# Metrics Backlog Implementation Plan

## Context

The Grafana admin dashboard at stats.irc.now has two problems: (1) existing stat panels show duplicate series because bare metric names aren't aggregated across Prometheus scrape targets, and (2) the metrics backlog in todo.txt lists 9 ideas, 8 of which are feasible now. This plan fixes the dashboard bug and implements all 8 metrics.

## Part 0: Fix Dashboard Duplicate Series Bug

**Problem**: Every stat panel uses bare metric names (e.g., `irc_now_users_total`) without aggregation. When Prometheus scrapes the same gauge from multiple targets, each target produces a separate time series, so stat panels show repeated values (visible in the screenshot: "Total 4 Total 4 Total 4...").

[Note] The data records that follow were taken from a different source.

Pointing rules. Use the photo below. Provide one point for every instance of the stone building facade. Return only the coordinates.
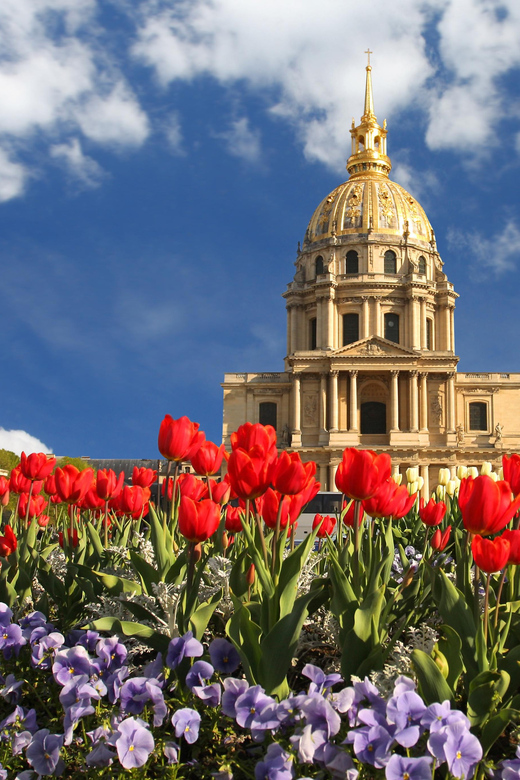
(371, 340)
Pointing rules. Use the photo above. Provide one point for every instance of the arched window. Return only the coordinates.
(267, 413)
(352, 263)
(429, 334)
(312, 333)
(478, 416)
(373, 417)
(392, 327)
(350, 328)
(390, 262)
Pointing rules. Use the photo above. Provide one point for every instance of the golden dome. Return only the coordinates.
(369, 202)
(366, 204)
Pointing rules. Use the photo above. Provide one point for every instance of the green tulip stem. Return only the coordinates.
(500, 586)
(486, 608)
(355, 561)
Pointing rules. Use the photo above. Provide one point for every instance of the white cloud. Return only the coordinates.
(498, 253)
(297, 51)
(241, 141)
(80, 165)
(21, 441)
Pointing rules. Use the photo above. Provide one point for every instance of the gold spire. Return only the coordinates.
(368, 156)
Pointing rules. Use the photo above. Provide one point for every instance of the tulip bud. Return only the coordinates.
(412, 475)
(441, 492)
(441, 661)
(444, 476)
(452, 487)
(412, 488)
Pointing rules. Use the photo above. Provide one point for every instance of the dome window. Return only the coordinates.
(392, 327)
(478, 416)
(350, 328)
(267, 413)
(352, 263)
(390, 262)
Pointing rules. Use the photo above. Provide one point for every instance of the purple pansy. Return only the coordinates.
(186, 723)
(134, 743)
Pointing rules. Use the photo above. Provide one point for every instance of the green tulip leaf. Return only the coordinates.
(432, 685)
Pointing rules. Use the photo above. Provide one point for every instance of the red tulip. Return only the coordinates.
(249, 473)
(132, 500)
(36, 505)
(4, 491)
(325, 525)
(143, 477)
(511, 467)
(8, 542)
(440, 539)
(486, 505)
(108, 485)
(37, 465)
(290, 475)
(208, 458)
(72, 538)
(198, 520)
(233, 521)
(431, 513)
(72, 484)
(361, 472)
(513, 537)
(490, 555)
(179, 439)
(20, 484)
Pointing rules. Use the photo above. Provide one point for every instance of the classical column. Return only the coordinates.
(450, 394)
(353, 426)
(416, 325)
(424, 472)
(394, 401)
(423, 323)
(334, 401)
(414, 402)
(329, 331)
(296, 404)
(365, 318)
(447, 328)
(323, 402)
(423, 392)
(319, 323)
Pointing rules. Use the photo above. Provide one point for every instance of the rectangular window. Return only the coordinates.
(312, 333)
(478, 416)
(350, 328)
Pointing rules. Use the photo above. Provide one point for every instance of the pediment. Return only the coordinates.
(374, 347)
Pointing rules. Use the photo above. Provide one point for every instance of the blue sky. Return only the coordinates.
(159, 162)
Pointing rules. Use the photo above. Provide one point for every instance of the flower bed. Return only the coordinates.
(175, 640)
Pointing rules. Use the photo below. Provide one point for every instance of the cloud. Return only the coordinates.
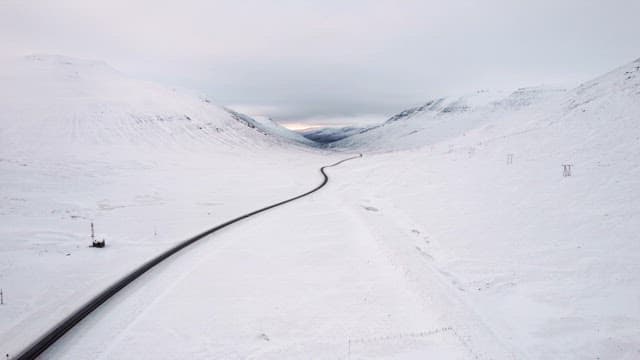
(312, 59)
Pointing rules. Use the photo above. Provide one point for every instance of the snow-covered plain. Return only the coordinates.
(456, 236)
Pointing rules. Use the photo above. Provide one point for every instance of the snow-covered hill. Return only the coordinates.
(444, 118)
(529, 218)
(490, 226)
(81, 143)
(54, 104)
(330, 135)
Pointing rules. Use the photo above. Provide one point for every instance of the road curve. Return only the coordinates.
(50, 337)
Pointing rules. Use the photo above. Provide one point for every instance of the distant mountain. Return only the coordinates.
(329, 135)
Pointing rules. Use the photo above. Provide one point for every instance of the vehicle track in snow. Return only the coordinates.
(50, 337)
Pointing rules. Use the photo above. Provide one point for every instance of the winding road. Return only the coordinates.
(59, 330)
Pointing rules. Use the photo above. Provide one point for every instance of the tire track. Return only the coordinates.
(50, 337)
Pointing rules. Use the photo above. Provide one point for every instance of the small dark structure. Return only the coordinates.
(94, 241)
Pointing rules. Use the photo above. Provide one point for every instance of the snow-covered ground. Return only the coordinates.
(456, 236)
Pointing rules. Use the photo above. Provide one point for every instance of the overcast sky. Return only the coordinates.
(333, 60)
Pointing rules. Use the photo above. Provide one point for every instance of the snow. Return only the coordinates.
(456, 235)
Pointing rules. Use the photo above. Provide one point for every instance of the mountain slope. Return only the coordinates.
(66, 105)
(444, 118)
(547, 260)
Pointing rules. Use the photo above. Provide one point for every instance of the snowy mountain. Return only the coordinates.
(150, 166)
(487, 226)
(329, 135)
(526, 215)
(87, 105)
(444, 118)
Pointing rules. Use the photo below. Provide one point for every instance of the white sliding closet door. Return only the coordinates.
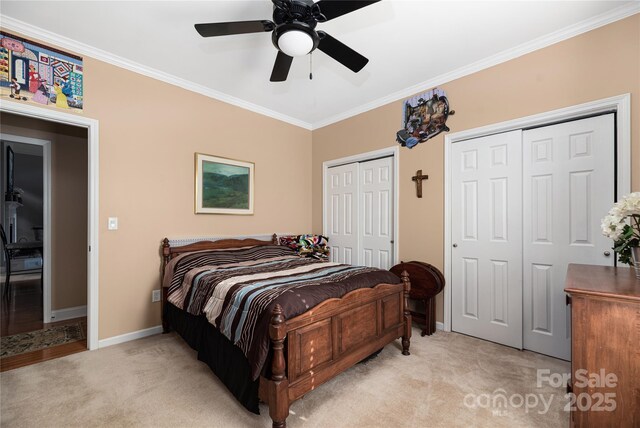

**Fix**: Wrap all stat/gauge panel expressions in `max()` (appropriate for gauges set to the same absolute value). Timeseries panels also need `max()` to avoid duplicate legend entries.

**File**: `deploy/monitoring/grafana-dashboard.yaml`

Panels to fix (all stat panels + timeseries with bare metrics):
- Panel 1: `irc_now_users_total` -> `max(irc_now_users_total)`
- Panel 2: `irc_now_active_users_24h` -> `max(irc_now_active_users_24h)`
- Panel 3: `increase(irc_now_logins_total[24h])` -> `sum(increase(irc_now_logins_total[24h]))`
- Panel 4: `irc_now_users_by_plan` -> `max(irc_now_users_by_plan) by (plan)`
- Panel 5: `irc_now_pastes_total` -> `max(irc_now_pastes_total)`
- Panel 6: `irc_now_images_total` -> `max(irc_now_images_total)`
- Panel 7: `irc_now_bots_total` -> `max(irc_now_bots_total)`
- Panel 8: `irc_now_bots_running` -> `max(irc_now_bots_running)`
- Panel 9: both targets -> `max(irc_now_users_total)`, `max(irc_now_active_users_24h)`
- Panel 10: all 3 targets -> `max(...)` each
- Panel 11: both targets -> `max(...)` each
- Panel 12: all 3 targets -> `max(...)` each
- Panel 15: `irc_now_mrr_cents / 100` -> `max(irc_now_mrr_cents) / 100`
- Panel 16: `irc_now_subscriptions_active` -> `max(irc_now_subscriptions_active)`
- Panel 17: `irc_now_signups_7d` -> `max(irc_now_signups_7d)`
- Panel 18: `irc_now_conversion_rate_30d * 100` -> `max(irc_now_conversion_rate_30d) * 100`
- Panel 19: `irc_now_churn_rate_30d * 100` -> `max(irc_now_churn_rate_30d) * 100`
- Panel 20: both targets -> `max(...)` each

Also fix `deploy/monitoring/grafana-dashboard-public.yaml` (same pattern).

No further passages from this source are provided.